«Правительство, — говорит он, — это настоящая религия. Оно имеет свои догматы, свои таинства, своих священнослужителей. Позволить каждому обсуждать правительство значит разрушить его. Оно дано нам по причине исключительно национальной — из соображений политической веры,
Такое государство нельзя создать ни при помощи написанной людьми конституции, ни на ее основе: конституции можно повиноваться, но нельзя поклоняться. А без поклонения и даже без суеверий, этих «опережающих время мыслей»[142]

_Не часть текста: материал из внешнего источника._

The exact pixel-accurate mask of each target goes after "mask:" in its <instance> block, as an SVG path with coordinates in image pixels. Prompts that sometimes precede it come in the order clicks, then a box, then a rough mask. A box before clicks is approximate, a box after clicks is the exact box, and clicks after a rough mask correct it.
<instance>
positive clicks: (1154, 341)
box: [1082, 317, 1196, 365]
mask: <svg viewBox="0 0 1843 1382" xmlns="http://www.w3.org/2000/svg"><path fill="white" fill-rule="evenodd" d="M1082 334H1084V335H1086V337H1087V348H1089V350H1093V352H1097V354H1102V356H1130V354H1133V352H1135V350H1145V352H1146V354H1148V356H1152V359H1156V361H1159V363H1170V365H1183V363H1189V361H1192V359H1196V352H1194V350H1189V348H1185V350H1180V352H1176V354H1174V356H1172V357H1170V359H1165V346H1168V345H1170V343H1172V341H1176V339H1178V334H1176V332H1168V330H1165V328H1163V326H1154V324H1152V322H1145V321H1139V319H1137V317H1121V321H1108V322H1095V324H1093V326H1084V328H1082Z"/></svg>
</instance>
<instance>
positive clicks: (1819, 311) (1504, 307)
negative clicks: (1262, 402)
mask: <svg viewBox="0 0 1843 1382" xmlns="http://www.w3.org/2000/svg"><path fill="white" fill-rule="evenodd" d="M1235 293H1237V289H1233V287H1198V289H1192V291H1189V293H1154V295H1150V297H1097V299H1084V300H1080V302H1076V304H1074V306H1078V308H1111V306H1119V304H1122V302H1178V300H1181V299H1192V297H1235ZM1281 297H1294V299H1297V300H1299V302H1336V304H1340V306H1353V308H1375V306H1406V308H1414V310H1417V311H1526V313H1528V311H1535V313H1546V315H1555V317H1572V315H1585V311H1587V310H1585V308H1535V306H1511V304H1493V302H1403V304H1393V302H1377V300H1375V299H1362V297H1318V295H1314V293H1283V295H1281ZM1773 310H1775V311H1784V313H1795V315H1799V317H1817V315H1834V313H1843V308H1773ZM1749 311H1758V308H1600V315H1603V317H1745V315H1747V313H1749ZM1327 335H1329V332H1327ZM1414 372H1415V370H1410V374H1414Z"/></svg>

, аванпостов религии, ничто не прочно. Эта религия требует не подчинения на определенных условиях — коммерческого договора, о котором писали Локк и протестанты, — но растворения личности в государстве. Человек обязан отдавать, а не просто одалживать себя. Общество — это не банк, не компания с ограниченной ответственностью, созданная людьми, подозрительно посматривающими друг на друга и опасающимися, что их куда-нибудь втянут, обморочат, поживятся за их счет. Всякое личное сопротивление во имя воображаемых прав или потребностей будет разрывать общественную и метафизическую ткань, только и обладающую жизненной силой.Перед нами не авторитаризм в том смысле, в каком его защищал Боссюэ или даже Бональд. Мы оставили далеко позади симметричные, выдержанные в духе Аристотеля построения Фомы Аквинского или Франсиско Суареса и быстро приближаемся к миру немецких ультранационалистов, врагов Просвещения, к миру Ницше, Жоржа Сореля и Вильфредо Парето, Д. Х. Лоуренса и Кнута Гамсуна, Морраса, д'Аннунцио, к миру «Blut und Boden»[143]
, находящемуся далеко за пределами традиционного авторитаризма. Фасад выстроенной де Местром системы, быть может, выдержан в классическом духе, но за ним скрывается нечто ужасающе современное, яростно сопротивляющееся «сладости и свету». Тон де Местра отличен не только от интонации XVIII в. и даже от звучания наиболее свирепых и истерических голосов, которыми отмечен в этом столетии апогей бунта, — голосов маркиза де Сада или Сен-Жюста, но и от тона ледяных реакционеров, скрывавшихся от поборников свободы или революции за толстыми стенами средневековых догм. Учение о насилии, лежащем в основе бытия, вера в могущество темных сил, прославление цепей, которые только и могут обуздать саморазрушительные инстинкты человека, и применение их для его же спасения, призыв к слепой вере против разума, убеждение в том, что одно таинственное долговечно, что объяснять значит всегда скользить по поверхности, учение о крови и жертве, о народной душе и потоках, впадающих в огромное море, о нелепости либерального индивидуализма и прежде всего о пагубном влиянии интеллектуалов — бесспорно, нам со времен де Местра приходилось все это слышать. Его глубоко пессимистический взгляд если не в теории (временами преподносимой в обманчиво ясном облачении), то на практике составляет основу и левой и правой разновидности тоталитаризма, возникших в наш страшный век.VI
Основной мотив философии де Местра — массированная атака на разум, превозносившийся философами XVIII в.; этим он обязан как новому национальному чувству, появившемуся (по крайней мере, во Франции) в результате революционных войн, так и Берку и предпринятым им разоблачениям Французской революции и вечных, всеобщих прав и ценностей, его подчеркиванию конкретного, связующей силы обычаев и традиций. Де Местр становится на позиции английского эмпиризма, в особенности Бэкона[144]
и Локка, чтобы затем высмеять их, но отдает, хотя и без охоты, должное английской общественной жизни; ему, как и очень многим западным теоретикам католицизма, она представляется провинциальной культурой, отрезанной от универсальных истин Рима, и все же при отсутствии истинной веры это — высшее достижение, максимально возможное в светских рамках приближение к полному духовному идеалу, на который у самих англичан, как это ни плачевно, воображения не хватило. Английское общество достойно восхищения, ибо оно зиждется на приятии определенного образа жизни и не стремится постоянно пересматривать собственные основания[145]. Любой вопрос, будь то вопрос институций или образа жизни, требует ответа. Ответ, обоснованный рационально, по своей природе вызывает дальнейшие вопросы такого же рода. И каждый ответ будет постоянно вызывать сомнение и недоверие.